From the foregoing discussion it is deduced that the civil action brought by Berbari against
Chicote, now pending, arose out of certain contracts entered into between them on account
and on the occasion of their business transactions, while the criminal action for the crime
of estafa arose out of this alleged crime, independent of the contracts aforesaid. Wherefore,
we cannot apply to the instant case the doctrine laid down in the interpretation and
application of articles 3, 4, 5 and 7 in connection with articles 111 and 114 of the Law of
Criminal Procedure on 1882, cited in rule 95 of the Provisional Law for the observance of
the Penal Code and referred to in the last sentence of section 1 of General Orders No. 58.

The compilation of the laws of criminal procedure of Spain as amended in 1880 did not
have any provision concerning questions requiring judicial decision before the institution
of a criminal prosecution.
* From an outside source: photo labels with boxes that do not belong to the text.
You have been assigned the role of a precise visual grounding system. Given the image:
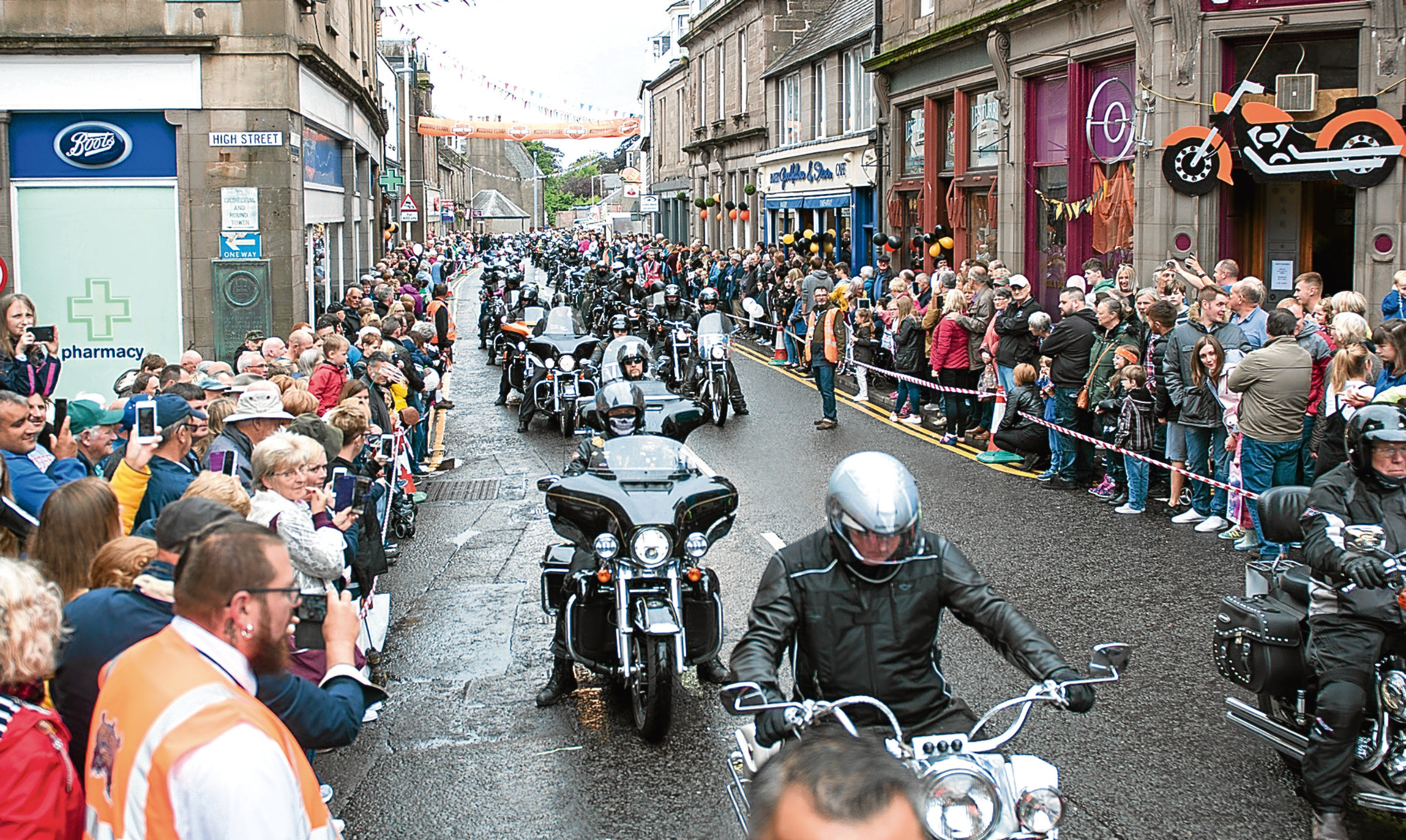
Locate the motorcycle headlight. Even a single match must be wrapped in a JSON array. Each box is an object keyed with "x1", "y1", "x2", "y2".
[
  {"x1": 1376, "y1": 671, "x2": 1406, "y2": 720},
  {"x1": 630, "y1": 528, "x2": 670, "y2": 569},
  {"x1": 1015, "y1": 788, "x2": 1064, "y2": 835},
  {"x1": 683, "y1": 531, "x2": 707, "y2": 560},
  {"x1": 593, "y1": 534, "x2": 620, "y2": 560},
  {"x1": 922, "y1": 770, "x2": 1001, "y2": 840}
]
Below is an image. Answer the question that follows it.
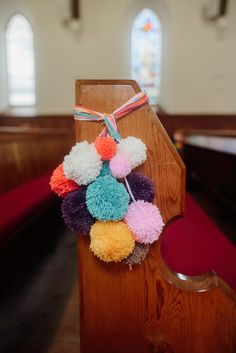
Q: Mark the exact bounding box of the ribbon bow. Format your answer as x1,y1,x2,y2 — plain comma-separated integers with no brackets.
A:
73,92,149,142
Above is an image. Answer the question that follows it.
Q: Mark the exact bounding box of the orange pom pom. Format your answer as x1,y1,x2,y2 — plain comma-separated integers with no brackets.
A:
95,136,116,161
49,164,79,197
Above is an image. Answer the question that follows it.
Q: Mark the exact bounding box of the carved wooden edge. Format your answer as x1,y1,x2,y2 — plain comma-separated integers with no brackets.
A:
157,228,236,304
75,79,236,303
75,79,186,216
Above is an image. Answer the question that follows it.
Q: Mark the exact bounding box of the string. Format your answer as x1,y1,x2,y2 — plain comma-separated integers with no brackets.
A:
73,92,149,202
73,92,149,141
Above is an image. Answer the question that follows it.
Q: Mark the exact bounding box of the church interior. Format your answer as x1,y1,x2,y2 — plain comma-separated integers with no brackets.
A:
0,0,236,353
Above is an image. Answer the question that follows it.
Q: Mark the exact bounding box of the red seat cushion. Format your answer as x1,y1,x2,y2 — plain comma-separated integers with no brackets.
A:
161,194,236,290
0,172,52,239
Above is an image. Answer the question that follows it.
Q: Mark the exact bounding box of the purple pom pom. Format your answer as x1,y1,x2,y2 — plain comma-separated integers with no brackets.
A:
127,173,155,202
61,188,95,235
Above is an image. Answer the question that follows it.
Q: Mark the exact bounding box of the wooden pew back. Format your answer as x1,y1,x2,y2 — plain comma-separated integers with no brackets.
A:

Wherefore, in order to decide said questions in case they are
raised before the courts of these Islands, it would be necessary to look for the Law of
Criminal Procedure of 1882, which has repealed the former procedural laws and is the only
law in force in Spain in 1884 when the Penal Code was made applicable to these Islands.
Said law of 1882 is clothed, therefore, of the character of supplementary law containing
respectable doctrine, inasmuch as there is no law in this country on
said prejudicial questions.

From the foregoing considerations the petition of counsel for Calixto Berbari dated
February 3, 1920, is hereby denied with the costs against petitioner. Let this decision be
notified to the judge of the court of first instance and to the parties herein. So ordered.

Arellano, C.J., Johnson, Araullo, Street, Malcolm and Avancea, JJ., concur.